I was particularly intrigued by the weird legal situation that Lisbeth Salander is in as the series begins. She’s in her twenties but she’s also trapped in an odd sort of reversed emancipated minor status. Emancipated minors can act as adults in some cases, even though they aren’t legally of age. Lisbeth, meanwhile, is an adult in fact but a dependent minor in the eyes of the System, and she has a court-appointed guardian.

There must be a comparable structure here in Canada and in the U.S., but I have never seen it used in fiction. And it is a great obstacle for a character, especially a socially awkward one, to be stuck with–the threat of being institutionalized hovers over Lizbeth’s every move.

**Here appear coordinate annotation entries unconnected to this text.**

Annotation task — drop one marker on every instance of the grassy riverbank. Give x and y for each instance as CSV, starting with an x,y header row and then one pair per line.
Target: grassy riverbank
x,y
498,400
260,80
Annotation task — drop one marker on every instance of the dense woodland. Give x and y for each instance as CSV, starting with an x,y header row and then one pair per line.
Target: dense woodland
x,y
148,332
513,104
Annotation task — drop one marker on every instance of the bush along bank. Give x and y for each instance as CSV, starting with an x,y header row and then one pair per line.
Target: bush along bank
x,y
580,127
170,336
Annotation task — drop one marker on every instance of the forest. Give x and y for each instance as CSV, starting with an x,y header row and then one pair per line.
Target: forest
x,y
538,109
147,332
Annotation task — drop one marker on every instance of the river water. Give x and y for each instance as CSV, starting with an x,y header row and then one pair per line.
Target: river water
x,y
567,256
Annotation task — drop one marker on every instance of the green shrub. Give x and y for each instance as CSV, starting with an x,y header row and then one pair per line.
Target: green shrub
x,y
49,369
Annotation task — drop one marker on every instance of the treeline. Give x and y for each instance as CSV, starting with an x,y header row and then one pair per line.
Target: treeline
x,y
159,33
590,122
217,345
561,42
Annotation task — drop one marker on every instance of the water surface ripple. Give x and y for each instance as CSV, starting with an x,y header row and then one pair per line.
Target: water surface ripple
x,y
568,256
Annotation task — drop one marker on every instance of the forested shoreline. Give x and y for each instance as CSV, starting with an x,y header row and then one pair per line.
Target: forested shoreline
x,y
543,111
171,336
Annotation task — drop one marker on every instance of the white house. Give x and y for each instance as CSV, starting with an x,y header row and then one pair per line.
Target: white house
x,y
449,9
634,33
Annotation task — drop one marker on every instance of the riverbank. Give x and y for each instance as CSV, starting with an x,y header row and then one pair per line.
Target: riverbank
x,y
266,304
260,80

I liked the cluster of allies Lisbeth gathers, somewhat against her will, and the way each novel ends with a gory explosion of violence and crushing public exposure of the bad guys. I like the examination of the role of the media in making big crime stories, and the glimpse of Swedish constitutional law, and the fact that Larsson clearly had it in, bigtime, for homophobes and racists and human smugglers and guys who batter women.

Finally, I have to say that it didn’t hurt that the phrase “lesbian satanist bikers” pops up on every third page of the last two books.

One Ring Circus, by Katherine Dunn

My UCLA novel-writing class is in workshop at present, which really slows down my intake of fiction, so instead I’ve recently read Katherine Dunn’s One Ring Circus: Dispatches from the World of Boxing.

Katherine was one of my instructors at Clarion West 1995; she is a generous teacher, honest and full of enthusiasm and passion for writing. She brings that same fierce love to boxing, and what I loved most about this series of boxing articles tended to be her physical descriptions of fighters–there’s a painterly sensuality to the way she talks about these men and women that differentiates them from each other so clearly. It’s a nifty trick, the more so because, as someone who’s not a fan, it would be easy to just have a generic picture of some ‘fight guy’ in one’s mind while reading.